How can you know that to be true as a fact? Do you have a time machine? And new recipes don't need new ingredients to exist. Changing the way you cook things, the temperature, the process, how you mix them, the tools you use, or even random luck can lead to new recipes.
Good point. And different in different regions such as Texas vs NY. Upstate NY vs New York (the city). Even in the same cities within different cultural areas just blocks away from each other!
Now imagine there's only one cookbook left from the 20th century, and then "historians" of the year 3000 will proudly write a publication about "What North Americans Ate During the Middle-Ages (1600-2000)" based on that.
Survivor bias, well known fallacy that Historians are hardly familiar enough with.
I saw this post in my hotel room this morning in downtown Rome and decided to make this restaurant the park around the Appian Way our early afternoon plans. Fantastic meal. Thanks for sharing.
Perhaps see the book Delizia!: The Epic History of the Italians and Their Food by John Dickie:
> In this “revelatory history of gourmet Italy from antiquity to today” (Publishers Weekly), the fascinating story of how one vast country comprised of uniquely distinct regions came to produce some of the most delicious and beloved foods of all time is expertly revealed.

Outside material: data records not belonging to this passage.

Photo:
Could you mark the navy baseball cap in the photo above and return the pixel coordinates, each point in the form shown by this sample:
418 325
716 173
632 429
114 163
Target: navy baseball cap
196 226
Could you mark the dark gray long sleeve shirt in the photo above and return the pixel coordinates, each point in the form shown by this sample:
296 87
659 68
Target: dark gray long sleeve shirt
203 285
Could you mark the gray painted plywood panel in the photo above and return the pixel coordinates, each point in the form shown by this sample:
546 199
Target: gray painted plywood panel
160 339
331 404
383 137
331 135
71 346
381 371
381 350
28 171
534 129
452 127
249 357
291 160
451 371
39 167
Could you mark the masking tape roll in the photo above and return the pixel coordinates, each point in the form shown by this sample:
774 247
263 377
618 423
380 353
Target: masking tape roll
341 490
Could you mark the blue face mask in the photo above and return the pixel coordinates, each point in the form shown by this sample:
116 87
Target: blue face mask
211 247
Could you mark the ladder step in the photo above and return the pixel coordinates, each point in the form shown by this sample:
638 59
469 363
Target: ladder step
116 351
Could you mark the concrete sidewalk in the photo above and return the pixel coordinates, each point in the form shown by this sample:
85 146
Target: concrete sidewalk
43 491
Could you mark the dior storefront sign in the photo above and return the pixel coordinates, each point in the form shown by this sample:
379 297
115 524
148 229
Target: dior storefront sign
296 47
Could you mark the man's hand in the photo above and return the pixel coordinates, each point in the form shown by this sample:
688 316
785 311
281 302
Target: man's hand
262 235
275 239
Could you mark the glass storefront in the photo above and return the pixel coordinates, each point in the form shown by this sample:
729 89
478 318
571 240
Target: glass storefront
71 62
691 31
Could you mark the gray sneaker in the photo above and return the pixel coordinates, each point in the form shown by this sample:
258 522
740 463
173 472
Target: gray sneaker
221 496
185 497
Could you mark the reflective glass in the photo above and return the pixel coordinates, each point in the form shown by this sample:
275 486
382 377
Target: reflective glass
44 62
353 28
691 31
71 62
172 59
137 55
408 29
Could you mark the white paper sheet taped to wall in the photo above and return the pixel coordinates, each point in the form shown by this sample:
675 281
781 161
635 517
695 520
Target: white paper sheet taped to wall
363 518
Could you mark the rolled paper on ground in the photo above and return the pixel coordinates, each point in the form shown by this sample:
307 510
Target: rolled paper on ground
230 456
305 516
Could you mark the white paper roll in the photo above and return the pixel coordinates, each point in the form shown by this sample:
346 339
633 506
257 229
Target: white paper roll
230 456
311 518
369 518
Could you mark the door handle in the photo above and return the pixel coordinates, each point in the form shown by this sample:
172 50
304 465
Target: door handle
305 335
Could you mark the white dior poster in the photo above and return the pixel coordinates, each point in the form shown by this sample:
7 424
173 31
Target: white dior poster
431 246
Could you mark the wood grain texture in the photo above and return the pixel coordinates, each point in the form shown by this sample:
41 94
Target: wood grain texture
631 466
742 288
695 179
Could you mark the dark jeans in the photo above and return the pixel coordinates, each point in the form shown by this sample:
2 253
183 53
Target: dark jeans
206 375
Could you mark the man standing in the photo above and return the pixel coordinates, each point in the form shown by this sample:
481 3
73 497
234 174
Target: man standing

Rome can be considered an early attempt at a "globalized" society - while not strictly global it did bring many different regions and cultures over a very wide area under one administrative umbrella, and opened the doors of trade. Among other things, that lets you do things like regularly consume dishes that use geographically distant ingredients. You could probably go down to the store and buy all kinds of spices pretty much anywhere in the Roman Empire.
I think you're underestimating what could be done with preservation technology such as salting, curing, drying, pickling, fermenting etc. Meats were in fact frequently traded. Salted pork was a staple food. Cheese even more so.
And what of liquids? You're surely aware of ancient wrecks filled with amphoras? What was in them? Surely not cereals. Oils, wines, vinegars, acidic sauces such as the famed "garum" - all travel well.